Значит, все развитие живой природы можно рассматривать как процесс накопления наследственной информации – но, конечно, не строго арифметического прибавления к уже имеющейся. Современные трехпалые амфибии раньше были пятипалыми, и естественно было бы предположить, что у зародыша лягушки закладываются поначалу пять пальцев, два из которых затем редуцируются. Так и полагали, пока не выяснили, что три пальца закладываются изначально. Ген пятипалости, возможно, трансформировался, но еще на молекулярном уровне, и эту трансформацию, вероятно, можно проследить.
Почему я утверждаю это? Потому что накопление генетической информации – свойство, настолько общее для всей живой материи, что можно будет когда-нибудь расположить все биологические формы по восходящей (разумеется, с боковыми тупиковыми ответвлениями) в зависимости от содержащейся в каждой из них информации. Так, по некоторым современным подсчетам, сравнивая бактерию и млекопитающее, мы видим возрастание общего объема генетической информации примерно в 100 тысяч раз…
Здесь невольно напрашивается аналогия с Периодической системой Менделеева, где элементы располагаются по возрастающей сложности в зависимости от заряда их атомных ядер…
Итак, эволюция есть процесс накопления информации. Схематически это можно представить как неуклонное наращивание генной цепочки, хотя действительность гораздо сложнее. У некоторых видов содержание ДНК в клетках больше, чем у человека.Так что нельзя, по-видимому, отождествлять информацию с ее химическим носителем – молекулой впрямую, как нельзя выбрать содержательную книгу лишь по ее толщине.
Здесь мы подошли к щекотливому моменту.
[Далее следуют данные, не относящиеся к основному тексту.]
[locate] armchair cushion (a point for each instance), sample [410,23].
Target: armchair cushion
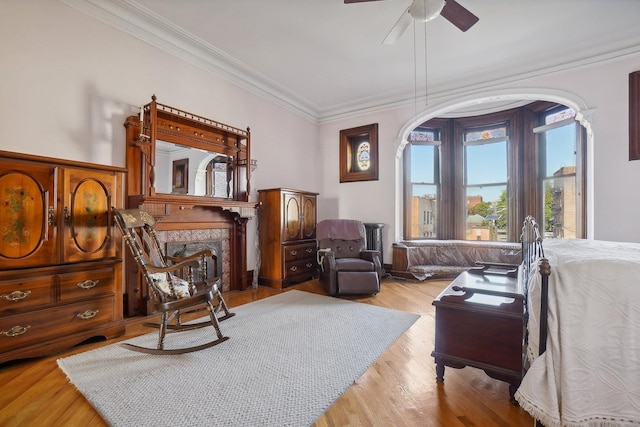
[354,264]
[347,267]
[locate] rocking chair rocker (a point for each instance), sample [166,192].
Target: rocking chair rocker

В свое время псевдонаучная демагогия Трофима Лысенко привела к тому, что биологи до сих пор всеми силами открещиваются от какой бы то ни было возможности – хотя бы теоретической – влияния образа жизни на наследственность. Но вот энтомолог-практик Г.Шапошников, доктор биологических наук, как-то случайно нарушил это табу. Изменив питание тлей, он вывел неизвестный природе вид этих насекомых. Работа была опубликована в авторитетном энтомологическом обозрении, докладывалась на международном конгрессе.
Сам ученый не делал никаких теоретических выводов из установленного им факта, но похоже все-таки, что именно среда (в данном случае питание) привела к кардинальной изменчивости организма. Причем благоприобретенные признаки переходят следующим поколениям, наследуются. Более того, новая форма тлей, как и положено отдельному виду, потеряла способность производить потомство со своими столь недавними предками.
Новый вид, выведенный путем внешних воздействий? Собственно, почему бы и нет? (Хотя случай с тлями может на поверку оказаться в конце концов ошибкой). Один из создателей первых компьютеров Джон фон Нейман математически строго показал, что самовоспроизведение машины возможно, если в нее заложена соответствующая программа. Но для того чтобы дочерняя машина воспроизвела очередную, в машине первого поколения должно быть предусмотрено устройство, копирующее программу и вводящее ее потомку.
То есть смена поколений, подобная биологической, невозможна без раздельных операций – воспроизведения программы и построения «тела». Первое – генотип, совокупность наследственных при* знаков организма, второе – фенотип, их реализация в готовом «сооружении». Понятно, то и другое не соединишь безусловным знаком равенства. Фенотип есть реалиация генотипа в конкретных условиях среды: какие-то частности могут недопроявиться, исказиться, вовсе исчезнуть.